The global light sources market has recovered strongly since 2009, largely driven by the Asia Pacific region, particularly China. However, value growth slowed in the latter part of the review period, as competition between categories got tougher and prices of LEDs declined. With governments worldwide phasing out incandescent lamps and LED lamps becoming the centrepiece of the connected home, sales growth in this market is set to strengthen over the coming years.
Minimum energy performance standards become the new norm as electricity costs have risen significantly in most regions.
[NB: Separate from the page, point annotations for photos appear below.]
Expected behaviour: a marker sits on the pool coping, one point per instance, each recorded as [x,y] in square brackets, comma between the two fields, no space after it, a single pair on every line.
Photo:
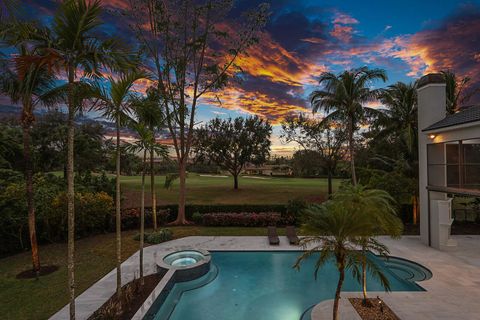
[175,274]
[452,292]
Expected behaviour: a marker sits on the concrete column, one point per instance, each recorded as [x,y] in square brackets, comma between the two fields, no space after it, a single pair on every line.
[431,90]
Consumers now expect lighting products to help save money on their bills.
As incandescent bulbs are replaced by low energy alternatives such as halogen, CFL, LFL and LED, consumer preferences will be determined by the lighting characteristics of these products, such as colour, temperature, light shape and intensity, rather than just low energy consumption.
The extended life of energy efficient bulbs, also reduces purchase frequency, making innovation vital to boost sales.
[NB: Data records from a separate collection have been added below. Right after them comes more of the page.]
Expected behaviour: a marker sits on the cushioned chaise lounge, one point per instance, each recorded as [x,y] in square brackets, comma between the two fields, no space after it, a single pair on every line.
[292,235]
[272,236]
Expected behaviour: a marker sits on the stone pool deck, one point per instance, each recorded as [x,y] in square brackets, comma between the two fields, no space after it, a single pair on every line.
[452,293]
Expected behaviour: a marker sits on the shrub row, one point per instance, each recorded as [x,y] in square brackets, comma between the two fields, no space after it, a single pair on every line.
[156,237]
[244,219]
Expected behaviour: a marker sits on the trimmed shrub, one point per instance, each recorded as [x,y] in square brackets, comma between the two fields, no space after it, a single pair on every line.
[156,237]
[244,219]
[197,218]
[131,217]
A wide variety of applications using internet connectivity and halogen bulbs and LED lamps, means more lighting products becoming part of the “internet of things”.
Manufacturers must be able to understand and adapt swiftly to rapidly changing consumers’ tastes and preferences. Sales trends are also diversifying regionally, with more pronounced category-shaping variations, occurring more quickly.
New products challenge LEDs
While LED is only starting to establish itself as the new bulb standard, other technologies are queuing up to offer more differentiation. OLED is getting a lot of the attention but it is one of a number of innovative developments that threaten the standard of LEDs.